The principle of this embodiment is the same as that of the foregoing embodiment, except that in the first embodiment, after the instruction is generated, the number of times of instruction repetition is updated, and whether the decompression operation for the compressed instruction is completed is determined by determining whether the number of times of instruction repetition after update is equal to a preset threshold (for example, 0).
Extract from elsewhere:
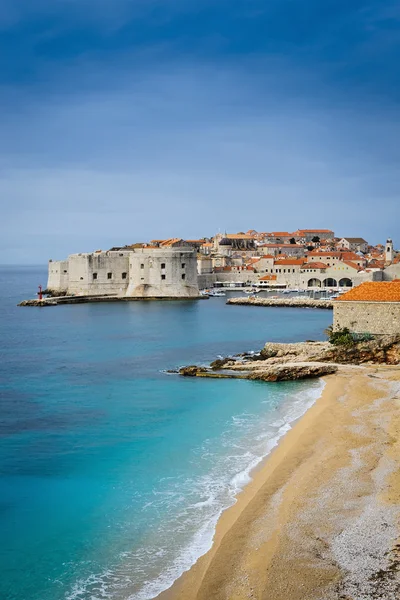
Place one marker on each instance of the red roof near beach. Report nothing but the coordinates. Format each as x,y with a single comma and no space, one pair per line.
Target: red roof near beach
373,291
315,265
289,261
That is, in this embodiment, a counter is used to count the number of times an instruction is generated, the number is incremented once every time an instruction is generated, and whether the instruction needs to be generated continuously is determined by determining whether the number of times recorded is equal to the number of times the instruction is repeated (62).
When a compressed instruction is decompressed, the instruction is issued to the instruction execution unit every time an instruction is generated.
The Operand in the instruction repeat type may be at least one of four operands, namely Result, operandd 0, operandd 1 and operandd 2. In updating the address ID corresponding to the operand, in one embodiment, the operand source type (e.g., VGPR/SGPR/LDS _ DIRECT) pointed by the address ID corresponding to the operand may be determined, for example, the rule for updating the address ID corresponding to different operand source types may be different, for example, the rule for updating the address ID corresponding to VGPR for the operand source is different from the rule for updating the address ID corresponding to SGPR for the operand source.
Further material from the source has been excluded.